La disminución en el flujo de agua de una regadera suele estar ocasionada por la acumulación gradual de minerales.
Estas incrustaciones, comúnmente conocidas como sarro, obstruyen los pequeños conductos de salida y reducen de manera drástica la presión del sistema... pero ¿Cómo puedes recuperar la presión regular de tu regadera?
¿Cómo limpiar los orificios de mi regadera?
Para solucionar este inconveniente no es necesario recurrir a reemplazos costosos ni a productos químicos corrosivos. Con un procedimiento adecuado de limpieza y descalcificación es posible restaurar su funcionamiento óptimo en poco tiempo.
Vinagre blanco
- La solución más práctica cuando no se desea desmontar la regadera consiste en aplicar un baño ácido con vinagre blanco. El ácido acético presente disuelve el sarro de forma segura sin dañar los acabados metálicos ni las piezas de goma.
- El procedimiento requiere verter una o dos tazas de vinagre blanco dentro de una bolsa plástica resistente y colocarla envolviendo la cabeza de la regadera. La bolsa va firme en el tubo, usa una liga o cinta para que todos los orificios queden completamente sumergidos.
Tiempos de reposo
- El tiempo de exposición varía según el material, en piezas con acabados metálicos o cromados se recomienda mantener la bolsa colocada entre una y dos horas, mientras que en componentes de plástico o boquillas de silicona el tiempo puede extenderse de cuatro a ocho horas.
- Transcurrido el lapso de remojo retira la bolsa y abre la llave de agua fría a máxima capacidad durante un minuto para expulsar los residuos sueltos. Finalmente frota la superficie con un cepillo de cerdas suaves para remover restos minerales ablandados.
Limpieza manual de boquillas flexibles
- Algunas regaderas suelen incluir salidas individuales fabricadas en silicona o goma flexible, lo cual está diseñado para facilitar el mantenimiento sin necesidad de químicos adicionales.

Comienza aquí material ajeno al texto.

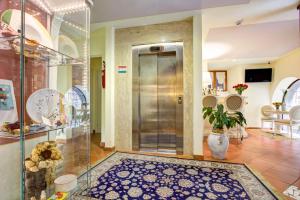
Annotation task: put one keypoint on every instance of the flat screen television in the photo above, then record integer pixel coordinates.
(258, 75)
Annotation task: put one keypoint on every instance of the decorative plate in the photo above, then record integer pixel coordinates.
(76, 97)
(45, 103)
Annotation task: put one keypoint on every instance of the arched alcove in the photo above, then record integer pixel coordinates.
(281, 88)
(292, 96)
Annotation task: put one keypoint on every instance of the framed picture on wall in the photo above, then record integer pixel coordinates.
(8, 106)
(219, 79)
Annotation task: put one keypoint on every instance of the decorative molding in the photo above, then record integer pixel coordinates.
(198, 157)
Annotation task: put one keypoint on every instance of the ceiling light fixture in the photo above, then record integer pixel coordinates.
(239, 22)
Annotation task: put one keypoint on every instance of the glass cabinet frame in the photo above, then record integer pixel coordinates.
(45, 125)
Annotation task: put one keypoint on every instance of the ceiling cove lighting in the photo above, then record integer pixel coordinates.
(214, 50)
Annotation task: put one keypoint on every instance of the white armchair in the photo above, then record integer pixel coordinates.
(294, 120)
(234, 103)
(209, 101)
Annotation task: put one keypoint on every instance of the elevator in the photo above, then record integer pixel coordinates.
(158, 98)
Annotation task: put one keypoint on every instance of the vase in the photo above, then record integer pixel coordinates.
(218, 145)
(35, 183)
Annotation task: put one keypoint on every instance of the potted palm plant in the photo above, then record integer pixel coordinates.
(220, 119)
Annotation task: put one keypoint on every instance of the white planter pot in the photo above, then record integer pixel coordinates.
(218, 145)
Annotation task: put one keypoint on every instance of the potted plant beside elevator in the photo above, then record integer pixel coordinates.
(220, 119)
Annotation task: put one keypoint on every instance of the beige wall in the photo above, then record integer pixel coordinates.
(181, 31)
(257, 95)
(287, 66)
(97, 44)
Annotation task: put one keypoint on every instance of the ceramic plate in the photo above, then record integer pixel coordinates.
(34, 30)
(76, 97)
(46, 103)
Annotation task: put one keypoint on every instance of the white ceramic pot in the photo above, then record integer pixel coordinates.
(218, 145)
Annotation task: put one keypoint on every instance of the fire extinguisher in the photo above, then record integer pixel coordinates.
(103, 75)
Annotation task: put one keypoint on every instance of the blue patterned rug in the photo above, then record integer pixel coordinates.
(133, 176)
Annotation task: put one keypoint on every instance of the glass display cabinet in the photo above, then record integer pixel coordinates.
(44, 97)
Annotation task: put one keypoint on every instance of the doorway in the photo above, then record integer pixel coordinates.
(96, 93)
(158, 98)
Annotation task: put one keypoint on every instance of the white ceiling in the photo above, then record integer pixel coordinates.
(270, 29)
(110, 10)
(264, 40)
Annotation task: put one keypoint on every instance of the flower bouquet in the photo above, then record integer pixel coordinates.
(239, 88)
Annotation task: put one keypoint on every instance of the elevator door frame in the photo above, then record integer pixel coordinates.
(176, 47)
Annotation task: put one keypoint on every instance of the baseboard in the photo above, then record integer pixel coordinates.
(109, 148)
(198, 157)
(102, 145)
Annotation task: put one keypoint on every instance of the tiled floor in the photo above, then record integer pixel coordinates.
(276, 159)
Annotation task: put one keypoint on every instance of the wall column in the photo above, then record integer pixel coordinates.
(197, 87)
(109, 133)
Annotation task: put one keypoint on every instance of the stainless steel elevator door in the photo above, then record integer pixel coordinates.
(157, 102)
(148, 108)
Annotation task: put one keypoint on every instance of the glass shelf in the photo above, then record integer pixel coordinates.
(38, 52)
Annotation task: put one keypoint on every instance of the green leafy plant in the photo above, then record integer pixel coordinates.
(219, 118)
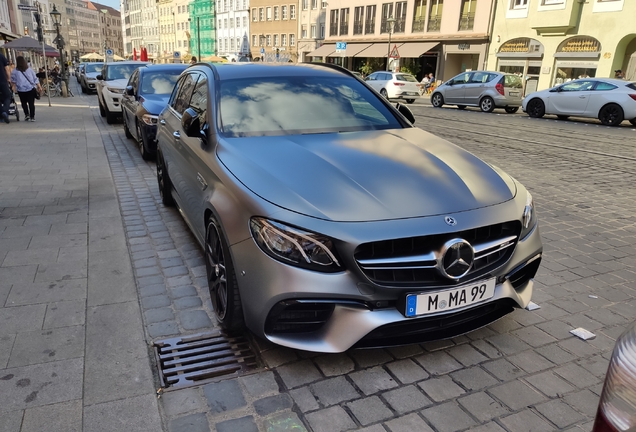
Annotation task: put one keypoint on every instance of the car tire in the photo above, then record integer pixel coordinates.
(535, 108)
(126, 130)
(163, 181)
(487, 104)
(141, 142)
(611, 115)
(222, 283)
(437, 100)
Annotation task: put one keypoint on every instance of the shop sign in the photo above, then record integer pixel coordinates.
(580, 44)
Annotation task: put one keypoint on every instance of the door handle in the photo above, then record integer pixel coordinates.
(202, 181)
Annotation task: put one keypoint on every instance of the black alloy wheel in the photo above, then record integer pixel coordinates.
(487, 104)
(222, 282)
(126, 130)
(536, 108)
(611, 115)
(163, 181)
(437, 100)
(141, 142)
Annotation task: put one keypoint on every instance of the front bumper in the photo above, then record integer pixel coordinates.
(347, 310)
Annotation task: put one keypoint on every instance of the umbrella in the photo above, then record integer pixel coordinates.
(29, 44)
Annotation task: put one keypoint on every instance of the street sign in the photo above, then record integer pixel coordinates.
(341, 46)
(394, 53)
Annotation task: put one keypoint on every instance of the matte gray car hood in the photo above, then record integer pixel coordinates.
(365, 176)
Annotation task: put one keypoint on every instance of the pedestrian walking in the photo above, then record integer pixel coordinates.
(5, 90)
(27, 86)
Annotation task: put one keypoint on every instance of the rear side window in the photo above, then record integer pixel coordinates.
(405, 77)
(513, 81)
(605, 86)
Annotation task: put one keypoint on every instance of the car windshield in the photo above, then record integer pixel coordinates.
(93, 67)
(300, 105)
(405, 77)
(161, 82)
(116, 71)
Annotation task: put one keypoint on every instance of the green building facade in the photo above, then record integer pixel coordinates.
(202, 28)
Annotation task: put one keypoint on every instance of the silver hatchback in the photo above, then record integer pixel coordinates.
(483, 89)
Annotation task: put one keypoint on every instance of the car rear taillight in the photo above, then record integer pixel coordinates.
(617, 407)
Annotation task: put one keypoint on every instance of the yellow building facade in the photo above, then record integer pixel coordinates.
(549, 42)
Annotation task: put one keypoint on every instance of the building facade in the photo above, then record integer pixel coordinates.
(312, 19)
(273, 31)
(442, 37)
(552, 41)
(202, 28)
(232, 28)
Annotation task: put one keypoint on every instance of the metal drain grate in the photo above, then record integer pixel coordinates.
(185, 361)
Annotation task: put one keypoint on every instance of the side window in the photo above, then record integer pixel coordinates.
(182, 100)
(605, 86)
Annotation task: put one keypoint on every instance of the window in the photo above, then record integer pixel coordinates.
(344, 21)
(435, 15)
(369, 22)
(358, 19)
(333, 22)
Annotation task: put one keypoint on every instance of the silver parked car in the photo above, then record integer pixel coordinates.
(483, 89)
(328, 221)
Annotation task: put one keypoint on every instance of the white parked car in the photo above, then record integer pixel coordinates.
(609, 100)
(395, 85)
(110, 87)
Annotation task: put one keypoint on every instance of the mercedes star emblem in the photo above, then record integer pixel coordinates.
(455, 258)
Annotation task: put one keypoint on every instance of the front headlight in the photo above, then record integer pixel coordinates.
(149, 119)
(293, 246)
(529, 217)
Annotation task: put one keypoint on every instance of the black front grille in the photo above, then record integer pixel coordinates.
(298, 317)
(385, 270)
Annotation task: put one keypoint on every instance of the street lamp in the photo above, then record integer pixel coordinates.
(391, 22)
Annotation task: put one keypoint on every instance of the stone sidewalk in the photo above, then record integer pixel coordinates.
(73, 355)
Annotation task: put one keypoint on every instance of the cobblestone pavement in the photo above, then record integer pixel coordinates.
(525, 372)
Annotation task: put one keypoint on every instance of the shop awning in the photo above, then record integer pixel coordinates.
(323, 51)
(375, 50)
(415, 49)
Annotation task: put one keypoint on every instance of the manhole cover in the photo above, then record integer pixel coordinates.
(185, 361)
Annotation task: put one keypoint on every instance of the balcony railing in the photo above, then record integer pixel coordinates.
(467, 21)
(434, 22)
(369, 26)
(419, 24)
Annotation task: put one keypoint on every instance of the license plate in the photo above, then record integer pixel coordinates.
(428, 303)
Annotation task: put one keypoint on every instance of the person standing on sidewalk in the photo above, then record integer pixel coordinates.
(5, 90)
(28, 87)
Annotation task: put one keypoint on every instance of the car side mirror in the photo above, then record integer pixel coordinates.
(406, 112)
(191, 123)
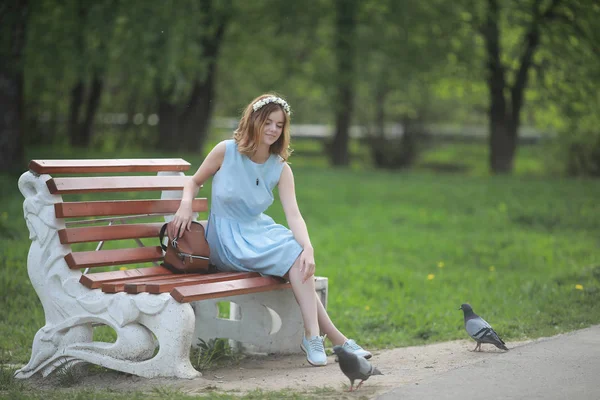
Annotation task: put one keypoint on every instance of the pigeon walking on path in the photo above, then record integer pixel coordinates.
(354, 367)
(480, 330)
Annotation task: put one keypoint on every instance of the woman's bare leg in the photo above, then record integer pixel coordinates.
(326, 325)
(306, 298)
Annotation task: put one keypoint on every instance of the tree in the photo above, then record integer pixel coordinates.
(93, 28)
(506, 93)
(346, 12)
(13, 27)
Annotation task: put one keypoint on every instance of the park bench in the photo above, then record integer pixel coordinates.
(157, 315)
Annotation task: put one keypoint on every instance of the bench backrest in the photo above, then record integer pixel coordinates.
(121, 222)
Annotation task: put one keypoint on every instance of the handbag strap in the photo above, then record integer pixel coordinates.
(161, 236)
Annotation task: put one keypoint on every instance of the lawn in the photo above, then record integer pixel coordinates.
(403, 250)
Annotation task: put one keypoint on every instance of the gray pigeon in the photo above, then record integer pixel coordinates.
(354, 367)
(480, 330)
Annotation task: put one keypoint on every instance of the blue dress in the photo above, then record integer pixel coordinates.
(240, 236)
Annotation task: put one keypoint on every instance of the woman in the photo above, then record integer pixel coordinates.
(241, 237)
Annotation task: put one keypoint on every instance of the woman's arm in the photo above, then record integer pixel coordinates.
(287, 195)
(211, 164)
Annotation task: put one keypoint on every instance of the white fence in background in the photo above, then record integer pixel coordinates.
(322, 132)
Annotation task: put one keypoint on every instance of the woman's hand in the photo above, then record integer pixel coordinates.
(182, 220)
(307, 263)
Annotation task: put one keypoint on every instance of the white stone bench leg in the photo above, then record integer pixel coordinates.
(267, 322)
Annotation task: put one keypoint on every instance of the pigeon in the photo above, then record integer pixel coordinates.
(480, 330)
(354, 367)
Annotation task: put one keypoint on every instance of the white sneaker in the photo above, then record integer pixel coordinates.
(314, 349)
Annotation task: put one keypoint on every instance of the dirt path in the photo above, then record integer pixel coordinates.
(401, 366)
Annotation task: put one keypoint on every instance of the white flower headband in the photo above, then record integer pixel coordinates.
(259, 104)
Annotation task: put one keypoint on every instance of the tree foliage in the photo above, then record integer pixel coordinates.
(506, 63)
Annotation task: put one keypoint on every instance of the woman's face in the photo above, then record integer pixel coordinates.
(273, 127)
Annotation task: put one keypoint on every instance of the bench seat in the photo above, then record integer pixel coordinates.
(95, 260)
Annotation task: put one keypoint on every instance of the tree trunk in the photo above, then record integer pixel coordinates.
(346, 11)
(167, 125)
(505, 120)
(93, 102)
(13, 24)
(195, 120)
(74, 111)
(194, 126)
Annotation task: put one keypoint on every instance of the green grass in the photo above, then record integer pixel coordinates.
(403, 250)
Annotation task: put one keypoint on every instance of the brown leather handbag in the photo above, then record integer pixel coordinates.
(188, 254)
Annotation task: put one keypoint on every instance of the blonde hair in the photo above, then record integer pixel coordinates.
(247, 135)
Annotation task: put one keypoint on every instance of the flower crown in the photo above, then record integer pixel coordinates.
(272, 99)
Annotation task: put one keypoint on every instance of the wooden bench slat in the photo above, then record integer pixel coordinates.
(119, 285)
(80, 209)
(205, 291)
(115, 184)
(166, 285)
(110, 232)
(95, 280)
(101, 258)
(108, 165)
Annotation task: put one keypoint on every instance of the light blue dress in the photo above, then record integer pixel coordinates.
(241, 237)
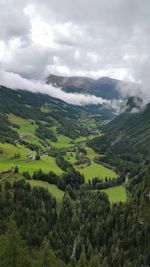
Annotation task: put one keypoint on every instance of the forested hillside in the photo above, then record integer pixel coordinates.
(74, 189)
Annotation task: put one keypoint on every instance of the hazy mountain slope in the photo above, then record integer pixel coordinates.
(104, 87)
(126, 138)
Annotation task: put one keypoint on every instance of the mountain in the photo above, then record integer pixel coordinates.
(69, 120)
(126, 139)
(104, 87)
(50, 210)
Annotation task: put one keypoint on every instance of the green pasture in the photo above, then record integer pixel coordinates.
(63, 142)
(53, 189)
(116, 194)
(96, 170)
(7, 160)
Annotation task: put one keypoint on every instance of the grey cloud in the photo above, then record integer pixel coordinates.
(15, 81)
(100, 35)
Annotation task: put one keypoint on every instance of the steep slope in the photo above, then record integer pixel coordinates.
(47, 112)
(126, 139)
(105, 87)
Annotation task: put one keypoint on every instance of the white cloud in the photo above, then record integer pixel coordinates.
(14, 81)
(83, 37)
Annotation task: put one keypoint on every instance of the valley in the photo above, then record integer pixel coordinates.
(46, 134)
(70, 173)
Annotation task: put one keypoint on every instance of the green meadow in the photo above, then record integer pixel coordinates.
(116, 194)
(53, 189)
(96, 170)
(63, 142)
(7, 160)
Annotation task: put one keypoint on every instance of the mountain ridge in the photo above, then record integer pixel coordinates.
(103, 87)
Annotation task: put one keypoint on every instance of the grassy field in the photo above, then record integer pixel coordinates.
(63, 142)
(96, 170)
(7, 160)
(53, 189)
(116, 194)
(27, 127)
(71, 157)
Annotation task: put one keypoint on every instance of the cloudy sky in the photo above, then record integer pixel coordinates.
(76, 37)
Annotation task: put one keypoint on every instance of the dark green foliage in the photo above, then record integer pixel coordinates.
(63, 164)
(6, 133)
(44, 133)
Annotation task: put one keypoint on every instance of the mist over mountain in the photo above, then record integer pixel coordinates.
(104, 87)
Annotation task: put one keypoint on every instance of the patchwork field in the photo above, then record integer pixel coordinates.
(8, 160)
(63, 142)
(96, 170)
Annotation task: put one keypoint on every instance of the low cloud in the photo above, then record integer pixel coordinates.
(15, 81)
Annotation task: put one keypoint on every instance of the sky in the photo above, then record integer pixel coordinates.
(75, 37)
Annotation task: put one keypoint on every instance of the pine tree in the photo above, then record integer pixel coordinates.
(12, 249)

- Para liberar los orificios basta con presionar y frotar firmemente las yemas de los dedos sobre cada boquilla flexible, lo que fractura las capas duras de sarro en el interior. En caso de bloques persistentes puedes emplear la punta de un clip o alfiler con cuidado para perforar la acumulación.
Desmonta para limpiezas profundas
- Cuando la acumulación de sarro es severa o el chorro se dispersa en direcciones irregulares, la alternativa más efectiva es retirar la cabeza de la regadera. Para ello desenrosca la pieza del tubo utilizando una llave ajustable, protegiendo el acabado metálico con un paño.
- Una vez retirada la pieza inspecciona la rosca de entrada para extraer la malla o filtro interno, el cual debe lavarse bajo el chorro de agua para eliminar restos de arena o sedimentos atrapados en la tubería.
Limpieza interna y reinstalación
- Con los componentes separados, la cabeza de la regadera debe sumergirse por completo en un recipiente con una mezcla de vinagre blanco y agua caliente durante un periodo aproximado de dos horas. Si los depósitos son extremadamente duros puedes añadir dos cucharadas de bicarbonato de sodio para potenciar la efervescencia.
- Concluido el tiempo de remojo se enjuagan las piezas con abundante agua. Antes de volver a enroscar la regadera puedes colocar una cinta de teflón nueva sobre la rosca del tubo para prevenir fugas en las uniones.
¿Cómo prevenir que mi regadera se 'tape'?
Para evitar que el sarro vuelva a petrificarse y comprometer el flujo de agua realiza un mantenimiento preventivo periódico frotando suavemente las boquillas de silicona una vez a la semana durante el uso cotidiano para evitar que los minerales se asienten en las salidas.
También es recomendable realizar un lavado superficial con vinagre blanco de forma mensual garantiza que el sistema conserve una presión constante a lo largo del tiempo, prolongando la vida útil del equipo.